Former President Levon Ter-Petrosian and other leaders of the Armenian Pan-National Movement (HHSh) party which ruled the country at the time were due to gather for a private celebration. The deputy chairman of the now opposition party, Andranik Hovakimian, said the challenges confronting Armenian statehood are as serious as they were 13 years ago, pointing to the unresolved Karabakh conflict and the resulting closure of Armenia’s borders with Azerbaijan and Turkey.
Hovakimian repeated the HHSh claims that the policies of the current Armenian leadership do not facilitate a Karabakh settlement. “The dangers to our statehood persist because we are pursuing emotional policies,” he said.
The HHSh remains unpopular among many Armenians who blame it for the economic decline and rampant corruption of the early 1990s. Ter-Petrosian and his allies are also accused of rigging Armenia’s first post-independence elections.
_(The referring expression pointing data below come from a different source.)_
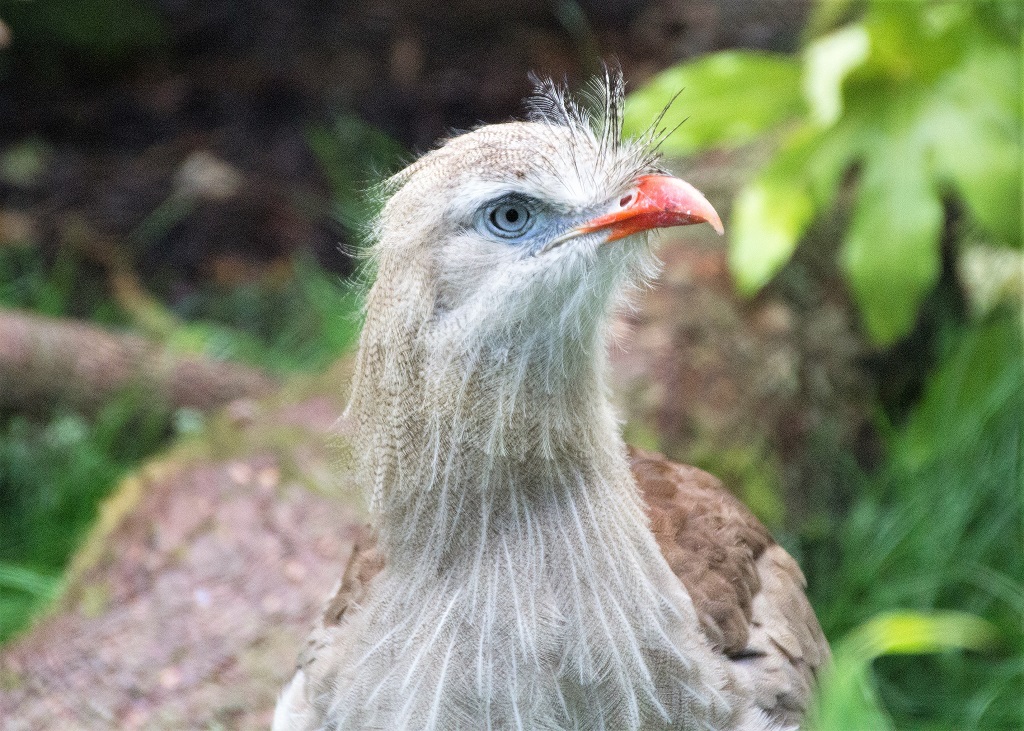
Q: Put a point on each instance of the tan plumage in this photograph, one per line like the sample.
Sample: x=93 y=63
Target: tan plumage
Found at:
x=526 y=568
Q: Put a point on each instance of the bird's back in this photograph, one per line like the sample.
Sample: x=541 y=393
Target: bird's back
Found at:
x=749 y=593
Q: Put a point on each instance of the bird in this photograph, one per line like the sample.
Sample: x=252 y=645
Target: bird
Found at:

Meanwhile, Kocharian began the official ceremonies by visiting the Yerablur military cemetery in Yerevan where hundreds of Armenians killed during the war with Azerbaijan were buried. Later in the day he hosted a traditional official reception on the occasions.
“Today’s Armenia is an established state with a pronounced commitment to deeper economic reforms, democratic transformation and international engagement,” Kocharian told government officials, foreign diplomats and other dignitaries attending the event.
The two top leaders of the Armenian opposition, Artashes Geghamian and Stepan Demirchian, were also invited to the reception. But they both turned down the invitations in protest against Kocharian’s spring crackdown on the opposition.
“How could I accept an invitation from the man who ordered the beating of my colleagues on April 5 and April 13?” Geghamian said.
“We will not take part in the celebration because we don’t find it possible after what happened in April. Nobody has been punished yet for the repressions, torture and other illegalities,” Demirchian argued.
The boycott was denounced by a leading member of the governing Republican Party (HHK). “This is not a particular individual’s holiday,” Galust Sahakian told RFE/RL.